6- Nasıl iyi bir girişimci her zaman iyi bir profesyonel yönetici olamıyorsa, aynı şekilde her girişimci her zaman iyi bir yatırımcı olamayabilir.
HER YATIRIM GÜZEL BAŞLAR
Anlaşma sağlandıktan sonra yatırım gelir, basın açıklaması çıkar, beraber yemekler yenilir, herkes geleceğin ne kadar güzel olacağından bahseder. Bunların hiçbirine kulak asmayın. Asıl gerçekler her zaman girişimci-yatırımcı ilişkisinin sonunda yaşanır. Eğer anlaşma sağlandıysa, beraber yemekler yeniliyor, basın açıklaması çıkıyorsa sadece o zaman “Bu iyi bir yatırımcıydı” diyebiliriz. Yanlış beklentiler, büyüyen işlerle büyüyen hacimlerin paylaşılamaması, exit olurken birbirini suçlamalar… Bunların olduğunu deneyimledim. Ülkemizde bunların çoğu kapalı kapılar arkasında oluyor ama diğer ülkelerden daha çok olduğunu söyleyebilirim.
YER GÖK YATIRIM OLSUN
Son 7 yılda geldiğimiz yer çok güzel ama kesinlikle yeterli değil. İnternete yatırım yapan melek yatırımcılar genelde Galata Business Angels veya E-tohum etrafında organize olmuş durumda. Belki 50’ye yakın melek yatırımcımız var. Venture capital şirketlerinin sayısı da bir elin parmaklarını geçmiyor.

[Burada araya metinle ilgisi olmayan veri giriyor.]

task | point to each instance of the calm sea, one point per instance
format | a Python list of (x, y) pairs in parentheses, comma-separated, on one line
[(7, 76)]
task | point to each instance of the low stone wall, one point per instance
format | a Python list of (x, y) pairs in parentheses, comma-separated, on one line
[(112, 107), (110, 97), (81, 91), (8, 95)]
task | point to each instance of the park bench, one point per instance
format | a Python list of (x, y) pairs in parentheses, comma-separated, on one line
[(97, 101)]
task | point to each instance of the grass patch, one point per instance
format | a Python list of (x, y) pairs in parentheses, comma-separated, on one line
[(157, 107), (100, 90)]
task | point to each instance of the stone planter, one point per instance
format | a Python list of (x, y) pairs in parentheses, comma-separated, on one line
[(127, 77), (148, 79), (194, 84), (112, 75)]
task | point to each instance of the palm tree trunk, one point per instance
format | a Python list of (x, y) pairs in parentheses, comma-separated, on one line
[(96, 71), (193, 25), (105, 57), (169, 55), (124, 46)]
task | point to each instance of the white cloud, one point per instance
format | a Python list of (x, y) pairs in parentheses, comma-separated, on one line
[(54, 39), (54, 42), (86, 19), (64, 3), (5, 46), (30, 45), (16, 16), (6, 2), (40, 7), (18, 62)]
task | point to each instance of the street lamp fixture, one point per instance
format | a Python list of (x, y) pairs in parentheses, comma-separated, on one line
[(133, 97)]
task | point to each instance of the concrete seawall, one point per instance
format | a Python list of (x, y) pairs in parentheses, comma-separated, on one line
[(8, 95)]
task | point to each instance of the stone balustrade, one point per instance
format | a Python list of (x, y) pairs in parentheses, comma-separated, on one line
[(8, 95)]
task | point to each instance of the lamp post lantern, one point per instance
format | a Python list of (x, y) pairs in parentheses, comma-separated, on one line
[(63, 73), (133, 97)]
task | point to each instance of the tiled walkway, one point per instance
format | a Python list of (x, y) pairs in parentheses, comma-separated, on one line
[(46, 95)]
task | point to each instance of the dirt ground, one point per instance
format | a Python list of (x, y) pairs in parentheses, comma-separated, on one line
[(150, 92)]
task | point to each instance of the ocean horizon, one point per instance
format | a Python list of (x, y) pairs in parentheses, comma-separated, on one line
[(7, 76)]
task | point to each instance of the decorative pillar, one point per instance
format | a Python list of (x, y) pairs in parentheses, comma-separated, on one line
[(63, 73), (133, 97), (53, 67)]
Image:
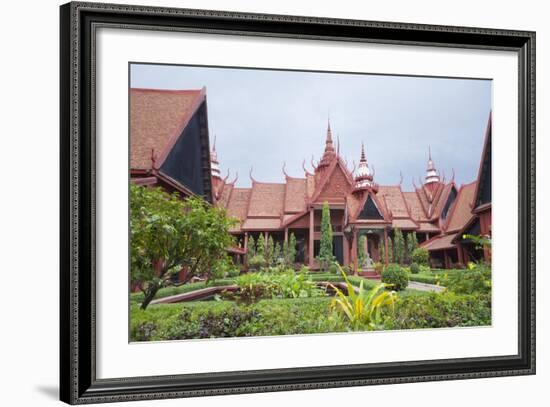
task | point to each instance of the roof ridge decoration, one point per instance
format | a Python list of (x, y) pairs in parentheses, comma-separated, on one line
[(199, 99), (364, 179), (307, 173), (329, 153), (250, 175), (319, 186)]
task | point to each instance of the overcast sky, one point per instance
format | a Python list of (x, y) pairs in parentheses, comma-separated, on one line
[(262, 118)]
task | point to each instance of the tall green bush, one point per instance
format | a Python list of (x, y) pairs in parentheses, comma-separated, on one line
[(325, 257), (399, 246), (420, 256), (395, 275)]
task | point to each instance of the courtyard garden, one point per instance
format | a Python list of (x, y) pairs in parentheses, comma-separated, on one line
[(213, 298)]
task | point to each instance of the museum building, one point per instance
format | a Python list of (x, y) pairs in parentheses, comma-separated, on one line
[(170, 147)]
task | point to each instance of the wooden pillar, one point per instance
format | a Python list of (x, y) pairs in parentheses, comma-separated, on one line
[(311, 237), (447, 263), (346, 250), (386, 254), (460, 253), (354, 253), (245, 257)]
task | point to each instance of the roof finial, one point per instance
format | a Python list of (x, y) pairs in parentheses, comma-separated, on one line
[(284, 170), (363, 158), (250, 174)]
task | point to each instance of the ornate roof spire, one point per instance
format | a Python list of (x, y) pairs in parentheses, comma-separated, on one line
[(214, 163), (329, 153), (364, 176), (432, 176)]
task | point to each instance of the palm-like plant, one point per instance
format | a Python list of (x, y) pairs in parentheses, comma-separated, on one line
[(363, 309)]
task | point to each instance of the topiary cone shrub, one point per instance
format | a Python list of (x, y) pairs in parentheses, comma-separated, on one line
[(395, 275)]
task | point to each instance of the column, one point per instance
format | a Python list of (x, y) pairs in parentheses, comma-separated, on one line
[(354, 253), (460, 253), (311, 237), (386, 254), (245, 257)]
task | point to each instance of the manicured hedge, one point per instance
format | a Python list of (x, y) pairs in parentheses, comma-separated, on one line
[(185, 288), (440, 310), (229, 319)]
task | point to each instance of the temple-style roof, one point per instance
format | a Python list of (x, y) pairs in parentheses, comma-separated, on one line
[(395, 200), (295, 195), (461, 212), (415, 206), (157, 118), (439, 242), (266, 200)]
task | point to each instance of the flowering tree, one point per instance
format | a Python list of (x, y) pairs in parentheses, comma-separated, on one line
[(168, 234)]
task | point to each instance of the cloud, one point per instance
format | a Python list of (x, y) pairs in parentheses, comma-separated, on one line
[(263, 118)]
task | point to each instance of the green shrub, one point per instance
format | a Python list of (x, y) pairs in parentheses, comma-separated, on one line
[(415, 268), (256, 262), (378, 267), (475, 279), (440, 310), (199, 319), (396, 276), (420, 256), (424, 269)]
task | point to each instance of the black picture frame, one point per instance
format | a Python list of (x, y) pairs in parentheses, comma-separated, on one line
[(78, 382)]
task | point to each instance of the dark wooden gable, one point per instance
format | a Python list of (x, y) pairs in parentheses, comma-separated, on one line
[(484, 189), (188, 162), (450, 199), (370, 211)]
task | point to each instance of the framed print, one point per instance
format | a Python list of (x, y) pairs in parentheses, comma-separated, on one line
[(256, 203)]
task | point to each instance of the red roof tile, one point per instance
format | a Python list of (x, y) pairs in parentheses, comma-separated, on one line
[(394, 200), (439, 242), (225, 195), (266, 200), (261, 224), (157, 118), (404, 224), (461, 212), (295, 195), (238, 204), (427, 227), (415, 206)]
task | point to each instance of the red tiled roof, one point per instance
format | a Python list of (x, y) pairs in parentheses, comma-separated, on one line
[(261, 224), (415, 206), (266, 200), (427, 227), (442, 200), (404, 224), (157, 118), (238, 204), (310, 185), (439, 242), (461, 212), (225, 195), (394, 200), (295, 195)]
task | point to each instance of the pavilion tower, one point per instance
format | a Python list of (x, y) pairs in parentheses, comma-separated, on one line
[(329, 153), (432, 178), (215, 170), (364, 177)]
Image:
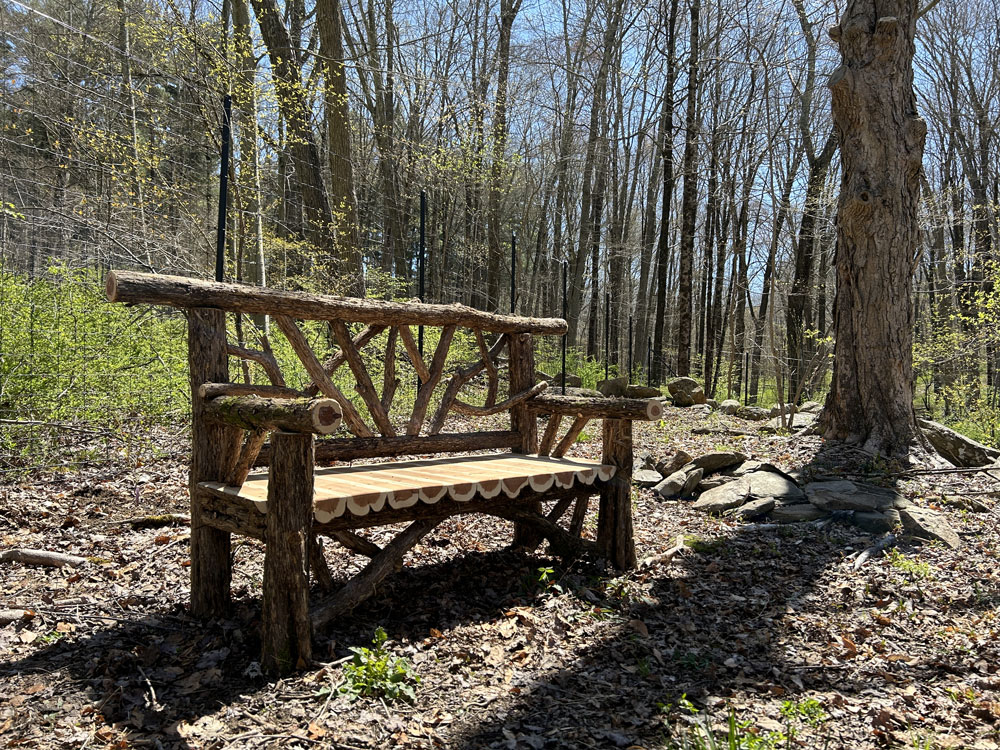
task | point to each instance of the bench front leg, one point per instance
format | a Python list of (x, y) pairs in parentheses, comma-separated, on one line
[(614, 520), (286, 633)]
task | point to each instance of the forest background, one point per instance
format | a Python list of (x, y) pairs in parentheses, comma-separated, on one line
[(675, 157)]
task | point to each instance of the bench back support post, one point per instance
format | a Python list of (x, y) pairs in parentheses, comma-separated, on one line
[(522, 421), (614, 520), (286, 633), (214, 449)]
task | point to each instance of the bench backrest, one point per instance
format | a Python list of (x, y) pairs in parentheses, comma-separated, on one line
[(389, 331)]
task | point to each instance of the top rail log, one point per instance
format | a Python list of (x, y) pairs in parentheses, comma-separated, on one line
[(597, 408), (131, 287)]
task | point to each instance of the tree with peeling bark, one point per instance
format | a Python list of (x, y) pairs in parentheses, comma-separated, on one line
[(881, 140)]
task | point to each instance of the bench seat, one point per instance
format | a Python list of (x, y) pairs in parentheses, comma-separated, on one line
[(368, 488)]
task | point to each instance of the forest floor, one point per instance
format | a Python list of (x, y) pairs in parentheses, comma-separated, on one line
[(774, 627)]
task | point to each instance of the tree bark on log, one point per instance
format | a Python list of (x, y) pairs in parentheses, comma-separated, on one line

Bunların yanı sıra az sayıda kapalı yatırım organizasyonları (örneğin HİS veya Akinon) var. İnternet ve teknoloji sektörünün, en az 500 yatırım meleği olan, 20 tane venture capital şirketine sahip bir sektöre dönüşmesi gerekiyor.
VİZYONUMUZ GENİŞ OLMALI
Yatırımcıların niteliği ve niceliğinin artması önemli ama bunların yanı sıra tüm girişimci/yatırımcı ekosisteminin petrolü “çıkışlar.” 2011’de sektördeki bayram havasını hatırlamayan yoktur diye düşünüyorum. Girişimci tarafındaki heyecanın haddi hesabı yoktu. Herkes internet girişimcisi olmak istiyordu. Yatırımcılar Türk internetine ilgi göstermeye başlamıştı. Borsalar en önemli çıkış kanallarından biridir. Türkiye’de genç teknoloji şirketlerine hitap eden bir borsa oluşturursak, hem finansman hem çıkış konusunda çok hızlı yol alabiliriz.